1. Dana-Farber Cancer Institute and the Department of Cell Biology, Harvard Medical School, Boston, Massachusetts 02115, USA
2. Department of Molecular Biology, University of Texas Southwestern Medical Center, Dallas, Texas 75390, USA
3. Department of Pathology, University of Texas Southwestern Medical Center, Dallas, Texas 75390, USA
4. Department of Internal Medicine, University of Texas Southwestern Medical Center, Dallas, Texas 75390, USA
5. Division of Endocrinology, Department of Medicine, Beth Israel Deaconess Medical Center, Harvard Medical School, Boston, Massachusetts 02115, USA

Correspondence to: Bruce M. Spiegelman¹ Correspondence and requests for materials should be addressed to B.M.S. (e-mail: Email: bruce_spiegelman@dfci.harvard.edu).

Abstract

The biochemical basis for the regulation of fibre-type determination in skeletal muscle is not well understood.
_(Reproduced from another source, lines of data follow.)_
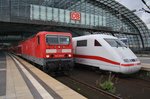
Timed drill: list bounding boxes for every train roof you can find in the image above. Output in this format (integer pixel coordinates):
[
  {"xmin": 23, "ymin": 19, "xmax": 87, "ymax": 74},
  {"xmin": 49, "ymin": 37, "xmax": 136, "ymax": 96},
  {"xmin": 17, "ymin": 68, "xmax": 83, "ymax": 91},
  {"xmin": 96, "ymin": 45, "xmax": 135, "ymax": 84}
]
[
  {"xmin": 73, "ymin": 34, "xmax": 117, "ymax": 39},
  {"xmin": 36, "ymin": 31, "xmax": 71, "ymax": 35}
]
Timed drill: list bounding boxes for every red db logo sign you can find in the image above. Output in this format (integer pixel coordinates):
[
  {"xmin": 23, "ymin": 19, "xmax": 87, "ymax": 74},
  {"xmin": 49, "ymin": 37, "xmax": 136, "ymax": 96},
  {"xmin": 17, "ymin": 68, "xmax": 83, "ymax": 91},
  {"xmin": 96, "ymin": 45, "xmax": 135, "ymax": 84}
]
[{"xmin": 70, "ymin": 12, "xmax": 81, "ymax": 21}]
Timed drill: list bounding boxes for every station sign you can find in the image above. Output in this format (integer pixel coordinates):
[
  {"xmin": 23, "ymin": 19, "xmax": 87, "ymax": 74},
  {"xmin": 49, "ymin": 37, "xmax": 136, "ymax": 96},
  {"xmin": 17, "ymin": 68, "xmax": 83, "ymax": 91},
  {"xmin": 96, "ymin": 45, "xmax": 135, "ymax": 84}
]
[{"xmin": 70, "ymin": 11, "xmax": 81, "ymax": 21}]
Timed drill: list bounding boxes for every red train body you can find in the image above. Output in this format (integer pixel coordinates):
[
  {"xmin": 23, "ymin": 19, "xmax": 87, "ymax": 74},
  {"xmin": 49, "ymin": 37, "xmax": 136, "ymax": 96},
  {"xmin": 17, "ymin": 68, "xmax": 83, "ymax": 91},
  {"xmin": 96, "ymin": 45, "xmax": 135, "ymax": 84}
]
[{"xmin": 15, "ymin": 31, "xmax": 73, "ymax": 71}]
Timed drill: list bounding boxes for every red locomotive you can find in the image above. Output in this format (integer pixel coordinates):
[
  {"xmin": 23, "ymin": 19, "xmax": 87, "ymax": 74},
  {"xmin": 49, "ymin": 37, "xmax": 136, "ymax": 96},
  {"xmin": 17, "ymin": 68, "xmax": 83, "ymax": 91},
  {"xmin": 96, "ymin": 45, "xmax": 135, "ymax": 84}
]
[{"xmin": 15, "ymin": 31, "xmax": 73, "ymax": 72}]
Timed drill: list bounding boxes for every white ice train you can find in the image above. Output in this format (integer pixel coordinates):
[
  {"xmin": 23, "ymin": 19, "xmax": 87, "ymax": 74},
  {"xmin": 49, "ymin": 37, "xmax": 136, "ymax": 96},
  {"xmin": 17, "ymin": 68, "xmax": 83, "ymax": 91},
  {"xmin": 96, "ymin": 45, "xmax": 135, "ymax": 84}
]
[{"xmin": 73, "ymin": 34, "xmax": 141, "ymax": 74}]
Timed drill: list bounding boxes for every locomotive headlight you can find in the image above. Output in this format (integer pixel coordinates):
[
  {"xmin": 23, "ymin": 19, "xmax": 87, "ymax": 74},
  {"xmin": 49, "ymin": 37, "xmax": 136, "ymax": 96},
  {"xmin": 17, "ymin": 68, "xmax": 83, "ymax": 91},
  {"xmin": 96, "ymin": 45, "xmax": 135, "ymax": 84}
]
[
  {"xmin": 68, "ymin": 54, "xmax": 71, "ymax": 57},
  {"xmin": 46, "ymin": 55, "xmax": 50, "ymax": 58},
  {"xmin": 123, "ymin": 59, "xmax": 130, "ymax": 62}
]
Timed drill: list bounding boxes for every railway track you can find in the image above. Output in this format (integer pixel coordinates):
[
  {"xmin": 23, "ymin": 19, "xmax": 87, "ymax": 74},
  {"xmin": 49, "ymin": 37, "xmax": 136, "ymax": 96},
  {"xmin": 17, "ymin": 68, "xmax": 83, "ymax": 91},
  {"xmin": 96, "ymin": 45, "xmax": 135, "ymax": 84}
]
[{"xmin": 68, "ymin": 77, "xmax": 122, "ymax": 99}]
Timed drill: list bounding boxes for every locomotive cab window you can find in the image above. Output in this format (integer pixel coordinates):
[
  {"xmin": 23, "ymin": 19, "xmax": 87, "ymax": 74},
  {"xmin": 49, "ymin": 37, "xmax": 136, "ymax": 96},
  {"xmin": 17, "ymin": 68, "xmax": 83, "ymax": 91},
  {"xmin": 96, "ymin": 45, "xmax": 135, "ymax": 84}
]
[
  {"xmin": 77, "ymin": 40, "xmax": 87, "ymax": 47},
  {"xmin": 59, "ymin": 36, "xmax": 70, "ymax": 44},
  {"xmin": 46, "ymin": 35, "xmax": 70, "ymax": 45},
  {"xmin": 94, "ymin": 40, "xmax": 102, "ymax": 46},
  {"xmin": 46, "ymin": 35, "xmax": 58, "ymax": 44}
]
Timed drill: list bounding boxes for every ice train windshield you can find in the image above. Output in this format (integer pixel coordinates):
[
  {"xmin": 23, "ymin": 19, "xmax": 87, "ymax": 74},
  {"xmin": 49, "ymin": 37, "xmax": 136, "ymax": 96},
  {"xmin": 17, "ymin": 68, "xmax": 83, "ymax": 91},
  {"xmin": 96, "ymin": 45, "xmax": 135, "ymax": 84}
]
[{"xmin": 104, "ymin": 38, "xmax": 127, "ymax": 47}]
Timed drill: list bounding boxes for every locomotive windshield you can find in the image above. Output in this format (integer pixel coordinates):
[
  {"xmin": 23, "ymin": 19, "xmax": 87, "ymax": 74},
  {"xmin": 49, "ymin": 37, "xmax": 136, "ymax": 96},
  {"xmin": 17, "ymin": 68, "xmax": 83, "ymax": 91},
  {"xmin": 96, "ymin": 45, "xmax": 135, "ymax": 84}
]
[
  {"xmin": 105, "ymin": 39, "xmax": 126, "ymax": 47},
  {"xmin": 46, "ymin": 35, "xmax": 70, "ymax": 45}
]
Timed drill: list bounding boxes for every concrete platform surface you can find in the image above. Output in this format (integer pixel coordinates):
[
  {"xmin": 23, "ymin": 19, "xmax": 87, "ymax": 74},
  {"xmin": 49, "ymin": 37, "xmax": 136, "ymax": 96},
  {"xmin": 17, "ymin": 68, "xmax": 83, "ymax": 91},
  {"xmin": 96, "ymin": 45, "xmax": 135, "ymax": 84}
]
[{"xmin": 0, "ymin": 53, "xmax": 86, "ymax": 99}]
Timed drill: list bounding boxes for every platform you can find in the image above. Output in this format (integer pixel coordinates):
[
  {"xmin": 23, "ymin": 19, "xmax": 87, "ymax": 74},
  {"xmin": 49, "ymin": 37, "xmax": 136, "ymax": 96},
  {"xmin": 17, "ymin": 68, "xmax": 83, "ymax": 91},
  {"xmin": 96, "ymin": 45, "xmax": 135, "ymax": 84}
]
[{"xmin": 0, "ymin": 54, "xmax": 86, "ymax": 99}]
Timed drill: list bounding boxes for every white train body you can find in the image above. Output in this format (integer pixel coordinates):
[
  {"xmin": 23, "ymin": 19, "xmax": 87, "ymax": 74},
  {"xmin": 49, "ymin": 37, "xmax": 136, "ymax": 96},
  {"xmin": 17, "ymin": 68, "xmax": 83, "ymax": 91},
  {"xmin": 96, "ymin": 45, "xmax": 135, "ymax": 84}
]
[{"xmin": 73, "ymin": 34, "xmax": 141, "ymax": 74}]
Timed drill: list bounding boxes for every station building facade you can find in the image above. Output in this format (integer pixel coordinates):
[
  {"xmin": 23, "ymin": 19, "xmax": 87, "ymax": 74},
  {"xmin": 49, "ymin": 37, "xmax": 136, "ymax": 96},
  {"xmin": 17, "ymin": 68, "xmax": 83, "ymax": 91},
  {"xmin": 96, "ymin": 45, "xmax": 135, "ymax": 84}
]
[{"xmin": 0, "ymin": 0, "xmax": 150, "ymax": 51}]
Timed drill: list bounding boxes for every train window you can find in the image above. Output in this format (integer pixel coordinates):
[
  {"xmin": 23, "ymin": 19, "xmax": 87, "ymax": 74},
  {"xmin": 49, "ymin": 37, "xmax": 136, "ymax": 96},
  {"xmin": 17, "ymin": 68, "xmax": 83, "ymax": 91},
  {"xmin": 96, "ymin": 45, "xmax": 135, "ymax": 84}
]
[
  {"xmin": 46, "ymin": 35, "xmax": 58, "ymax": 44},
  {"xmin": 59, "ymin": 36, "xmax": 70, "ymax": 44},
  {"xmin": 94, "ymin": 40, "xmax": 102, "ymax": 46},
  {"xmin": 105, "ymin": 39, "xmax": 126, "ymax": 47},
  {"xmin": 37, "ymin": 36, "xmax": 40, "ymax": 44},
  {"xmin": 77, "ymin": 40, "xmax": 87, "ymax": 47}
]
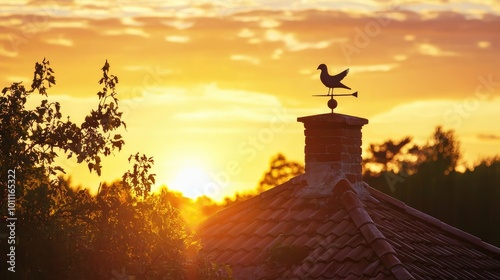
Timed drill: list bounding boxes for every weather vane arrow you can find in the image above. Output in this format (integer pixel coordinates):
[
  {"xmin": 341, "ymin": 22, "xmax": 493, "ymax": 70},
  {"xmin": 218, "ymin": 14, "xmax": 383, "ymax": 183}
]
[{"xmin": 313, "ymin": 64, "xmax": 358, "ymax": 113}]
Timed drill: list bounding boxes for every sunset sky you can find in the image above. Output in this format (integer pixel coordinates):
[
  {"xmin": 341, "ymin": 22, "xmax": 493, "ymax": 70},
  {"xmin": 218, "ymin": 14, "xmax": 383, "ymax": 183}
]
[{"xmin": 0, "ymin": 0, "xmax": 500, "ymax": 199}]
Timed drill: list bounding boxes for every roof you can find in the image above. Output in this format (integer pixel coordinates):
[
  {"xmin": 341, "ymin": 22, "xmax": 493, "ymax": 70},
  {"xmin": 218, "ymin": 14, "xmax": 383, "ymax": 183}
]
[{"xmin": 198, "ymin": 173, "xmax": 500, "ymax": 280}]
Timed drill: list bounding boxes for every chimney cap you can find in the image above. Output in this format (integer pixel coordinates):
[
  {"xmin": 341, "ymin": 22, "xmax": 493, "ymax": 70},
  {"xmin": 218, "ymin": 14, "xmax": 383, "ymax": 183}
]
[{"xmin": 297, "ymin": 113, "xmax": 368, "ymax": 126}]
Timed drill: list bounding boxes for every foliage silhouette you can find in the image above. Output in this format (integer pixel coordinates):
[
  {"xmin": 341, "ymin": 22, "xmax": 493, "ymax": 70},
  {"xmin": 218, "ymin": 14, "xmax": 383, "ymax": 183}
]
[
  {"xmin": 0, "ymin": 59, "xmax": 231, "ymax": 279},
  {"xmin": 363, "ymin": 126, "xmax": 500, "ymax": 246}
]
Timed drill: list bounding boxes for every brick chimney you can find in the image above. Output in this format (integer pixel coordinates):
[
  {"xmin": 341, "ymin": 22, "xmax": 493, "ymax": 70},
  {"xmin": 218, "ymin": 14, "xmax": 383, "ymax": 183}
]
[{"xmin": 297, "ymin": 113, "xmax": 368, "ymax": 191}]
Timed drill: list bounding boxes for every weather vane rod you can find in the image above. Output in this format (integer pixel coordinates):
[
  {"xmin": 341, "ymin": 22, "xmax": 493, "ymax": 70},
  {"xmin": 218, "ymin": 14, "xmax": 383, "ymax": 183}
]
[{"xmin": 313, "ymin": 64, "xmax": 358, "ymax": 113}]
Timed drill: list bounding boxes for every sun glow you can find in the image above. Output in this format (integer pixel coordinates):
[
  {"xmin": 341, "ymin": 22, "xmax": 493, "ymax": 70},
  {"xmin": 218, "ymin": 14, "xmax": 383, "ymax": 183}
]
[{"xmin": 169, "ymin": 160, "xmax": 213, "ymax": 199}]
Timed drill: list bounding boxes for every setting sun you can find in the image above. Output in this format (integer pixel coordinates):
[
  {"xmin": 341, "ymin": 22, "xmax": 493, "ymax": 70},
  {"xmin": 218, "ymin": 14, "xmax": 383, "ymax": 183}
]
[{"xmin": 168, "ymin": 162, "xmax": 212, "ymax": 199}]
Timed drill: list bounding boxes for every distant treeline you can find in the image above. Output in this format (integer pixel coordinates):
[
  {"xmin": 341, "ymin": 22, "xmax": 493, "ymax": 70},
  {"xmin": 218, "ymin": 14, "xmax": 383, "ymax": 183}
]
[{"xmin": 363, "ymin": 127, "xmax": 500, "ymax": 246}]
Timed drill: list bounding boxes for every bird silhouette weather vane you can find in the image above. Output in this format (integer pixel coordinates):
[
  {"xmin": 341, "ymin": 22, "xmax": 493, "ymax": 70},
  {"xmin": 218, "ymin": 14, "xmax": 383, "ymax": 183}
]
[{"xmin": 313, "ymin": 64, "xmax": 358, "ymax": 113}]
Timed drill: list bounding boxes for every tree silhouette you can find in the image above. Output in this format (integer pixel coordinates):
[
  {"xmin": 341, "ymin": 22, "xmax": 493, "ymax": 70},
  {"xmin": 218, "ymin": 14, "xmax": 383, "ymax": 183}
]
[
  {"xmin": 0, "ymin": 59, "xmax": 231, "ymax": 279},
  {"xmin": 257, "ymin": 153, "xmax": 304, "ymax": 193}
]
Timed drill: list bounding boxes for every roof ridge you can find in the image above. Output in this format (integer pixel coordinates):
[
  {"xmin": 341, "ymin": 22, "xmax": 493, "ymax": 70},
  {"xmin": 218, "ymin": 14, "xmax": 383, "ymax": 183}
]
[
  {"xmin": 368, "ymin": 185, "xmax": 500, "ymax": 254},
  {"xmin": 340, "ymin": 190, "xmax": 415, "ymax": 280},
  {"xmin": 190, "ymin": 174, "xmax": 303, "ymax": 229}
]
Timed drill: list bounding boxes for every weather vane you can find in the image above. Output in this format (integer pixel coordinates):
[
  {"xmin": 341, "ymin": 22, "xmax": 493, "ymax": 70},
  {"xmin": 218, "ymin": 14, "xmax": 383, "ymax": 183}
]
[{"xmin": 313, "ymin": 64, "xmax": 358, "ymax": 113}]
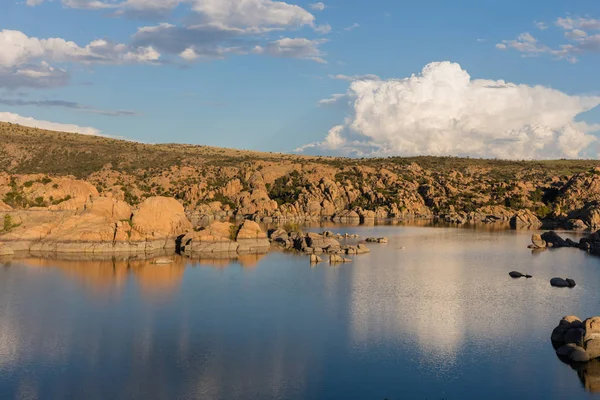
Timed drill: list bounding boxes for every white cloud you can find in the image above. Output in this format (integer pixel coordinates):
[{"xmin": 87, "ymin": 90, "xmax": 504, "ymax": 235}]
[
  {"xmin": 0, "ymin": 29, "xmax": 161, "ymax": 88},
  {"xmin": 0, "ymin": 112, "xmax": 101, "ymax": 135},
  {"xmin": 23, "ymin": 0, "xmax": 332, "ymax": 65},
  {"xmin": 253, "ymin": 38, "xmax": 327, "ymax": 64},
  {"xmin": 496, "ymin": 17, "xmax": 600, "ymax": 63},
  {"xmin": 0, "ymin": 29, "xmax": 160, "ymax": 68},
  {"xmin": 0, "ymin": 61, "xmax": 70, "ymax": 89},
  {"xmin": 555, "ymin": 17, "xmax": 600, "ymax": 30},
  {"xmin": 329, "ymin": 74, "xmax": 381, "ymax": 82},
  {"xmin": 319, "ymin": 93, "xmax": 346, "ymax": 106},
  {"xmin": 309, "ymin": 2, "xmax": 326, "ymax": 11},
  {"xmin": 294, "ymin": 125, "xmax": 346, "ymax": 152},
  {"xmin": 299, "ymin": 62, "xmax": 600, "ymax": 159},
  {"xmin": 315, "ymin": 24, "xmax": 331, "ymax": 35},
  {"xmin": 190, "ymin": 0, "xmax": 315, "ymax": 30}
]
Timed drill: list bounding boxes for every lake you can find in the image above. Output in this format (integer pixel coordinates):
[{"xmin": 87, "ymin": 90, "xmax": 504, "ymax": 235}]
[{"xmin": 0, "ymin": 226, "xmax": 600, "ymax": 400}]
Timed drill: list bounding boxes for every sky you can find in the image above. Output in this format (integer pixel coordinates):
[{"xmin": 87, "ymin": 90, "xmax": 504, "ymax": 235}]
[{"xmin": 0, "ymin": 0, "xmax": 600, "ymax": 159}]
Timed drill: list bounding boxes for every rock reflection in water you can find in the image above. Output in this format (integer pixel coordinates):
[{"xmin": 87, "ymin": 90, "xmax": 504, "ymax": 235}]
[
  {"xmin": 5, "ymin": 253, "xmax": 265, "ymax": 297},
  {"xmin": 575, "ymin": 360, "xmax": 600, "ymax": 393}
]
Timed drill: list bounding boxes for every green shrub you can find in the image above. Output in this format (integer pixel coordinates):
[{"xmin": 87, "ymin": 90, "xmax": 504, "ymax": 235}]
[{"xmin": 229, "ymin": 225, "xmax": 242, "ymax": 241}]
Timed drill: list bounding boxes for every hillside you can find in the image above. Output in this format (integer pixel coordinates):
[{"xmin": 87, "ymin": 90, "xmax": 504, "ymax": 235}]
[{"xmin": 0, "ymin": 123, "xmax": 600, "ymax": 228}]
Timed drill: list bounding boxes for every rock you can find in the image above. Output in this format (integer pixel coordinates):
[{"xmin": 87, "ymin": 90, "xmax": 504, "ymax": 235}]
[
  {"xmin": 583, "ymin": 317, "xmax": 600, "ymax": 335},
  {"xmin": 305, "ymin": 232, "xmax": 340, "ymax": 253},
  {"xmin": 567, "ymin": 219, "xmax": 587, "ymax": 231},
  {"xmin": 131, "ymin": 197, "xmax": 192, "ymax": 238},
  {"xmin": 366, "ymin": 237, "xmax": 389, "ymax": 243},
  {"xmin": 541, "ymin": 231, "xmax": 570, "ymax": 248},
  {"xmin": 550, "ymin": 325, "xmax": 569, "ymax": 343},
  {"xmin": 84, "ymin": 197, "xmax": 133, "ymax": 221},
  {"xmin": 510, "ymin": 210, "xmax": 542, "ymax": 229},
  {"xmin": 569, "ymin": 347, "xmax": 590, "ymax": 363},
  {"xmin": 356, "ymin": 243, "xmax": 371, "ymax": 254},
  {"xmin": 531, "ymin": 234, "xmax": 546, "ymax": 249},
  {"xmin": 585, "ymin": 339, "xmax": 600, "ymax": 360},
  {"xmin": 0, "ymin": 200, "xmax": 12, "ymax": 211},
  {"xmin": 564, "ymin": 328, "xmax": 585, "ymax": 347},
  {"xmin": 550, "ymin": 278, "xmax": 569, "ymax": 287},
  {"xmin": 0, "ymin": 243, "xmax": 15, "ymax": 257},
  {"xmin": 152, "ymin": 258, "xmax": 173, "ymax": 265},
  {"xmin": 556, "ymin": 343, "xmax": 577, "ymax": 357},
  {"xmin": 310, "ymin": 254, "xmax": 323, "ymax": 264},
  {"xmin": 329, "ymin": 254, "xmax": 344, "ymax": 264},
  {"xmin": 329, "ymin": 254, "xmax": 352, "ymax": 264},
  {"xmin": 269, "ymin": 229, "xmax": 289, "ymax": 241},
  {"xmin": 236, "ymin": 220, "xmax": 267, "ymax": 241}
]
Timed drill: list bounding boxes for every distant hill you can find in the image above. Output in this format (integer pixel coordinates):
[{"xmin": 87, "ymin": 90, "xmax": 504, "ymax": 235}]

In addition to the expression of particular myofibrillar proteins, type I (slow-twitch) fibres are much higher in mitochondrial content and are more dependent on oxidative metabolism than type II (fast-twitch) fibres¹. We have previously identified a transcriptional co-activator, peroxisome-proliferator-activated receptor- co-activator-1 (PGC-1), which is expressed in several tissues including brown fat and skeletal muscle, and that activates mitochondrial biogenesis and oxidative metabolism^{2, 3, 4}. We show here that PGC-1 is expressed preferentially in muscle enriched in type I fibres. When PGC-1 is expressed at physiological levels in transgenic mice driven by a muscle creatine kinase (MCK) promoter, a fibre type conversion is observed: muscles normally rich in type II fibres are redder and activate genes of mitochondrial oxidative metabolism. Notably, putative type II muscles from PGC-1 transgenic mice also express proteins characteristic of type I fibres, such as troponin I (slow) and myoglobin, and show a much greater resistance to electrically stimulated fatigue. Using fibre-type-specific promoters, we show in cultured muscle cells that PGC-1 activates transcription in cooperation with Mef2 proteins and serves as a target for calcineurin signalling, which has been implicated in slow fibre gene expression. These data indicate that PGC-1 is a principal factor regulating muscle fibre type determination.